Avant cela, Goerner avait montré ses affinités ravéliennes dans les Valses nobles et sentimentales. À rebours de nombre de ses confrères, le pianiste argentin ne redoute pas de jouer cette suite de miniatures qui requièrent autant de minutie, de précision millimétrée pour chacune des pièces, qu'un élan qui les unit et les propulse. Goerner se fait alchimiste, dosant à la perfection le poids des accords et la sensualité du discours – même si un abandon plus prononcé dans le chaloupé des trois derniers numéros ne nous aurait pas déplu.

En ouverture de son récital, Goerner avait assumé crânement de jouer la Toccata BWV 911 de Bach dans toutes les dimensions du piano moderne, mais l'ensemble a sonné plutôt crispé, voire raide, et c'est à peine si l'on a perçu la fantaisie, cette liberté quasi-improvisatrice qui sont la marque des pièces du jeune Bach.  

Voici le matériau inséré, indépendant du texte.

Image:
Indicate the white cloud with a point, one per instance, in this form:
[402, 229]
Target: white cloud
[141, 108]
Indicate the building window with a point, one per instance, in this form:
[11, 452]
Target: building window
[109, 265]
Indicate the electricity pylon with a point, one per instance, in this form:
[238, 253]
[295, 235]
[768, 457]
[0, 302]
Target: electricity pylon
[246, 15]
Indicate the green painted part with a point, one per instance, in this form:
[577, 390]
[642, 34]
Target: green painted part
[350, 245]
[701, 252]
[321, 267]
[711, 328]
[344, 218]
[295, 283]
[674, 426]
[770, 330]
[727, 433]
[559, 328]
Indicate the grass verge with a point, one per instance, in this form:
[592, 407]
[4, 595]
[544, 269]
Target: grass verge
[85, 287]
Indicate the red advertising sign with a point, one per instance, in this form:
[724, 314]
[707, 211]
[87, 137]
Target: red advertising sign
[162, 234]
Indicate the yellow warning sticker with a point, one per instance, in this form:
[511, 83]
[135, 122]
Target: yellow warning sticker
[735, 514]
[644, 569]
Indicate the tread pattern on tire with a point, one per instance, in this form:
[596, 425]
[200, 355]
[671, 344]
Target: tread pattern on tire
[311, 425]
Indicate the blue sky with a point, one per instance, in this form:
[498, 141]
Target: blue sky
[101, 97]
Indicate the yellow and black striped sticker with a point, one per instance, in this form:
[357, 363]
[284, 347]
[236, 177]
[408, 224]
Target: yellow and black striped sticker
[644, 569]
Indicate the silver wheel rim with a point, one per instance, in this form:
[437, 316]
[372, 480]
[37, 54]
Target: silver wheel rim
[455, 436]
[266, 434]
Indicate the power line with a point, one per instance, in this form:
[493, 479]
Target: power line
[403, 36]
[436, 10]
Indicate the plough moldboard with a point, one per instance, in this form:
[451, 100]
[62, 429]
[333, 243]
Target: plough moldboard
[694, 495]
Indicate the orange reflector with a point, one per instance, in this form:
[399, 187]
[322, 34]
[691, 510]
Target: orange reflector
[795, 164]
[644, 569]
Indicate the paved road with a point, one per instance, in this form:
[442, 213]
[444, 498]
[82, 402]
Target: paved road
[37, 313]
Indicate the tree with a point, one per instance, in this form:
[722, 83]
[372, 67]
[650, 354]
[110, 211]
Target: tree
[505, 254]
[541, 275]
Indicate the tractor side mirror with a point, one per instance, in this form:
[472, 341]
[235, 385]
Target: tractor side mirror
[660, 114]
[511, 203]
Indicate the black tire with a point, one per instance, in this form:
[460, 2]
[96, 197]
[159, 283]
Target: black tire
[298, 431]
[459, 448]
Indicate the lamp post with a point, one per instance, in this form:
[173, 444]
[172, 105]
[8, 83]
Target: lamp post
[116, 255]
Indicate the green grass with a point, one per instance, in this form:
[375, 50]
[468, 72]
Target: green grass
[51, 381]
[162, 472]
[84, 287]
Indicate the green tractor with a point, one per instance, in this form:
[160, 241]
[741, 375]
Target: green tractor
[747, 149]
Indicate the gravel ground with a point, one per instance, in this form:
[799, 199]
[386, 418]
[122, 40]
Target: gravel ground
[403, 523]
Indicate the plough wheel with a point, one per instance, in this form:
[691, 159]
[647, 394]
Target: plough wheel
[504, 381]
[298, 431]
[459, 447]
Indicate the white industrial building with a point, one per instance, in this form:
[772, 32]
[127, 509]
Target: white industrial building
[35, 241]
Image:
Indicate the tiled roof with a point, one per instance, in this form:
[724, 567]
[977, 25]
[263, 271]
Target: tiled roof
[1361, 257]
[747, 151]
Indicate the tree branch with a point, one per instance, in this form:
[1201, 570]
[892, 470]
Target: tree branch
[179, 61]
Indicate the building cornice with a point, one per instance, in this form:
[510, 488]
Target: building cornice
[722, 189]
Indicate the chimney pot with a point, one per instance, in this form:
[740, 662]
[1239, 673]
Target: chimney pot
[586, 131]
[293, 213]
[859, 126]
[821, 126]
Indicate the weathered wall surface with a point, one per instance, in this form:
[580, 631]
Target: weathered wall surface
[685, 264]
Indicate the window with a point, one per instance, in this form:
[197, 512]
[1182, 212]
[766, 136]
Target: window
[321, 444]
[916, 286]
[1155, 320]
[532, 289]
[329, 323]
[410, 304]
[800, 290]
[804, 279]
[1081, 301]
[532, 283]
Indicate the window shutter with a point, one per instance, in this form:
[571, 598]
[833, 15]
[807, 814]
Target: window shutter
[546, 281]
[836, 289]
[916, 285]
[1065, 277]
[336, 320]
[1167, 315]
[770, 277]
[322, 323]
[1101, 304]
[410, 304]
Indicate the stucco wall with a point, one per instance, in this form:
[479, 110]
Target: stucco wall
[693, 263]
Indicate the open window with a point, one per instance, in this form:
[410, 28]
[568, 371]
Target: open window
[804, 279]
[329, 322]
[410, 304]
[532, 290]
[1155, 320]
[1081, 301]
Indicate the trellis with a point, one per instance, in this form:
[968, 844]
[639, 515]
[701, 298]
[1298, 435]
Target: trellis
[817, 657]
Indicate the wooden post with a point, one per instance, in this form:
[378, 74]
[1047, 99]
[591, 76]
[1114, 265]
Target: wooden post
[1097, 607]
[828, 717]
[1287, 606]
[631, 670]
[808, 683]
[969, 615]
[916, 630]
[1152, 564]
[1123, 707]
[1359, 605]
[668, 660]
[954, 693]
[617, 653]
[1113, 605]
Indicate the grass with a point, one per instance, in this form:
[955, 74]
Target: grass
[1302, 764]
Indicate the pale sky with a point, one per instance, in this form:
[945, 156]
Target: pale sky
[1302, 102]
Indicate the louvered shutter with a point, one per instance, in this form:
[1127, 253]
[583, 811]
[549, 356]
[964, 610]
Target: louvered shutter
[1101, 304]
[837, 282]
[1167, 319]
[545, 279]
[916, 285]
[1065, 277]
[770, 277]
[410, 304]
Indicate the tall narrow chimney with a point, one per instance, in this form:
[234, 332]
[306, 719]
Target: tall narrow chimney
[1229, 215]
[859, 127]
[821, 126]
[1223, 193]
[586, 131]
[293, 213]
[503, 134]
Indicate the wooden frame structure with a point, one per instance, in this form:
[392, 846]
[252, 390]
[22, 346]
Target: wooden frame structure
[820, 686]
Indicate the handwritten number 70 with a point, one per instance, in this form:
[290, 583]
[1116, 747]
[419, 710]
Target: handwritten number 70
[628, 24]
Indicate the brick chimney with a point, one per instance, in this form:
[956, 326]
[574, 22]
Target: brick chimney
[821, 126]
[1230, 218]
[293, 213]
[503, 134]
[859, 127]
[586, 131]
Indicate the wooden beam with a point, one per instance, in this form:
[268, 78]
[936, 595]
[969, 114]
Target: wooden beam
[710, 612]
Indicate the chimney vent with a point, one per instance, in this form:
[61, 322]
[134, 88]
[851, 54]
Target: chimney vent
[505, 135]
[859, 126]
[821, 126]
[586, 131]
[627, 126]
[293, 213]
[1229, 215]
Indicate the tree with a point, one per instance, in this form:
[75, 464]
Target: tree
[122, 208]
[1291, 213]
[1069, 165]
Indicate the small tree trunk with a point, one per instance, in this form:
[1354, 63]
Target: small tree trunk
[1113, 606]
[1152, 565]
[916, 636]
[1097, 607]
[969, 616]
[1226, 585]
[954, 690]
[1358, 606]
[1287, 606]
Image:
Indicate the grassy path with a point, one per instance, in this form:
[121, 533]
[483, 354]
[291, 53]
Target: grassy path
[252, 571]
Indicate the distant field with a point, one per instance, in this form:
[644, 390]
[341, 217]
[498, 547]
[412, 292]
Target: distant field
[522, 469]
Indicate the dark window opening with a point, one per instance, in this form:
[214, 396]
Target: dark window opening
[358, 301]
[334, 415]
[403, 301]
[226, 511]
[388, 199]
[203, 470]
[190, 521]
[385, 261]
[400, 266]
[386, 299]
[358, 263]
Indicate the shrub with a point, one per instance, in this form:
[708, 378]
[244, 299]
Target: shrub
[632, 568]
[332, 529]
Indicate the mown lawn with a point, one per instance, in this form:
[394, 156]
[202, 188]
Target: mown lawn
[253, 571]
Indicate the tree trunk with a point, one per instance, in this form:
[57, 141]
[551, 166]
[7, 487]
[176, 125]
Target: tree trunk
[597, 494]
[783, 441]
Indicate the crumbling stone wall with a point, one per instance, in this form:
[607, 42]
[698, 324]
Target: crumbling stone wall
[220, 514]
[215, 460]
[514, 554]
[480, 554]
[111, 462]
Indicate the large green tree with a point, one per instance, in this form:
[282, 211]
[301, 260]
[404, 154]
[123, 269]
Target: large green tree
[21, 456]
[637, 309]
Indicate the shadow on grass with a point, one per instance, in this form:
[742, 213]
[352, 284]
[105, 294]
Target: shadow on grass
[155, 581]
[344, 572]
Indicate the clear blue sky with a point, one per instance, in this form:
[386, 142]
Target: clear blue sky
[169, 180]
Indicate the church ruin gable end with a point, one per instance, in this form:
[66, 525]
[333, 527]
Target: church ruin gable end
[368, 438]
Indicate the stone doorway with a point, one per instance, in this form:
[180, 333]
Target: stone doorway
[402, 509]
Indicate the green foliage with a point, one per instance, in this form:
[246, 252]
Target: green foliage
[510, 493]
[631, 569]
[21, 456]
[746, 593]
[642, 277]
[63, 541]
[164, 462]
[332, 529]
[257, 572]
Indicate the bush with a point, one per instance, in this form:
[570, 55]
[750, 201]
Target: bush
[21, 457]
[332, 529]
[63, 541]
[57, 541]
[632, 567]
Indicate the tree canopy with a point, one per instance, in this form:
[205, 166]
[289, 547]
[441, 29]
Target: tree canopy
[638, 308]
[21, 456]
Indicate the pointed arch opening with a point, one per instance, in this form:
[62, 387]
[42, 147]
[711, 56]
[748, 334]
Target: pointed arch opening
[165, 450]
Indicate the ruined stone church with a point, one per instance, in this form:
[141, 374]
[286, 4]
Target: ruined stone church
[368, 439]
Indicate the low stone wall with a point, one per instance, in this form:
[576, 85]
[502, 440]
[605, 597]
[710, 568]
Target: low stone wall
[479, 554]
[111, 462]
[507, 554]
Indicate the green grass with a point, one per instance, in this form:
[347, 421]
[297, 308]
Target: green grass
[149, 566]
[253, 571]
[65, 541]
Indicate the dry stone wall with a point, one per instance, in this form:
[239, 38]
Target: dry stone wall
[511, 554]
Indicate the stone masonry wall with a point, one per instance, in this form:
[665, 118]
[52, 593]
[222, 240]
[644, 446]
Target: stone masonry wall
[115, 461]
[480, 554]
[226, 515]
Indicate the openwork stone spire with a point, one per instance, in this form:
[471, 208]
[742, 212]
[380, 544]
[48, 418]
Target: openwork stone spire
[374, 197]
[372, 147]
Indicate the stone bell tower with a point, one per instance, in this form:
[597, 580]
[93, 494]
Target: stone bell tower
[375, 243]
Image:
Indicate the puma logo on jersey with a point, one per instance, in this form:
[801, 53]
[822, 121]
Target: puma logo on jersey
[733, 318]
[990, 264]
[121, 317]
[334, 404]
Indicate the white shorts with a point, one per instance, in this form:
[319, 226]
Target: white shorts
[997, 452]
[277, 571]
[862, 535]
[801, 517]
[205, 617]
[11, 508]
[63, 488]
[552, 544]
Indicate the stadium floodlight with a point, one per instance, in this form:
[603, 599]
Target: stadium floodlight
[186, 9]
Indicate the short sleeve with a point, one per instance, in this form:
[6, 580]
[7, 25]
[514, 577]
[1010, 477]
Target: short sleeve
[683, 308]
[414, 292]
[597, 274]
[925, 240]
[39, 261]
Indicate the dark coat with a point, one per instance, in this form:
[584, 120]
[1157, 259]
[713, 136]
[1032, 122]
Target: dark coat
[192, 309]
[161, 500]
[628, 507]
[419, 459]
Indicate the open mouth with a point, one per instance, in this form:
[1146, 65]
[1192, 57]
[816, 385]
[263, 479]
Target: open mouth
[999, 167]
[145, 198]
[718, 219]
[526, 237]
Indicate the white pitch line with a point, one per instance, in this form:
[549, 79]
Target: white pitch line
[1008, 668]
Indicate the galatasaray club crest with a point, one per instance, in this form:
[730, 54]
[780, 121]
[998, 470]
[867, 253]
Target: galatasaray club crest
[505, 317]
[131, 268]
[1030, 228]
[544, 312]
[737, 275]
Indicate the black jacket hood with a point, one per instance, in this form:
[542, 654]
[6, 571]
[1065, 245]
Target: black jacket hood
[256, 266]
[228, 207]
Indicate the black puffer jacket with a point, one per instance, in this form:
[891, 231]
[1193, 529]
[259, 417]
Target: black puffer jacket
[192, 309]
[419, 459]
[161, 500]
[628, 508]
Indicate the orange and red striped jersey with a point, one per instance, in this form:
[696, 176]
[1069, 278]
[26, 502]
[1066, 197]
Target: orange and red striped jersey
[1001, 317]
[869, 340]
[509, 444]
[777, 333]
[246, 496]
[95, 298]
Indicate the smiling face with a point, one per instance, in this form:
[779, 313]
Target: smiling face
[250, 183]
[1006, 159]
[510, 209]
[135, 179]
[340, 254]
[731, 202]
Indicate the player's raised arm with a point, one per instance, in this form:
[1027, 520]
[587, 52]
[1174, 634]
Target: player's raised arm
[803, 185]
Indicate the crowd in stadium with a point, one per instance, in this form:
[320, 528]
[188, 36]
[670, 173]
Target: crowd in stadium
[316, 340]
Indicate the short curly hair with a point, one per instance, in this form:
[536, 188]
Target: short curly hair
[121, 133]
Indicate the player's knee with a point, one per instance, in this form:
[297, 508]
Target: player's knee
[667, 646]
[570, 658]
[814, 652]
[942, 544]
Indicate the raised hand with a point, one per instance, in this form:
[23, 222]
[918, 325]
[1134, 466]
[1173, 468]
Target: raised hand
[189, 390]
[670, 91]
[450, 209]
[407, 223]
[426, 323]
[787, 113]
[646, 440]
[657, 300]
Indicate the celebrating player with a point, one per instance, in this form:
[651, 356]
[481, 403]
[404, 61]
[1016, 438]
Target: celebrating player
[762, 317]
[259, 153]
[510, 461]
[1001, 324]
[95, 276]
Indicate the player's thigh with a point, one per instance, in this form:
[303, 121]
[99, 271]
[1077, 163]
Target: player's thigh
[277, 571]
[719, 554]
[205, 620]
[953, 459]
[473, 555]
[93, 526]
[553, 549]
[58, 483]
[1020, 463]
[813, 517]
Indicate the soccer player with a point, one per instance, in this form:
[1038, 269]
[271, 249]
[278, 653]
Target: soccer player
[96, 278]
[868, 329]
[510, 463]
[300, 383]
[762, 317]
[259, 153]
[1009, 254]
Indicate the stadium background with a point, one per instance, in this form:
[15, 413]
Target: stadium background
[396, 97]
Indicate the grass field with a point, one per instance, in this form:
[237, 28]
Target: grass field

Quant aux quatre mouvements de la Sonate D.958 de Schubert jouée avant l'entracte, ils ont vu se succéder de beaux moments d'exaltation romantique et des passages étrangement plus absents. Des trois ultimes sonates de Schubert, c'est la plus agitée, la plus contrastée avec ses premiers élans furieusement beethovéniens (la puissance du thème initial !) puis, sans transition, une sorte de rêverie typiquement schubertienne avant de déboucher sur une conclusion presque désespérée. Or Goerner semble comme hésitant sur le parti à prendre dans cet « Allegro » si fuyant et formellement décousu.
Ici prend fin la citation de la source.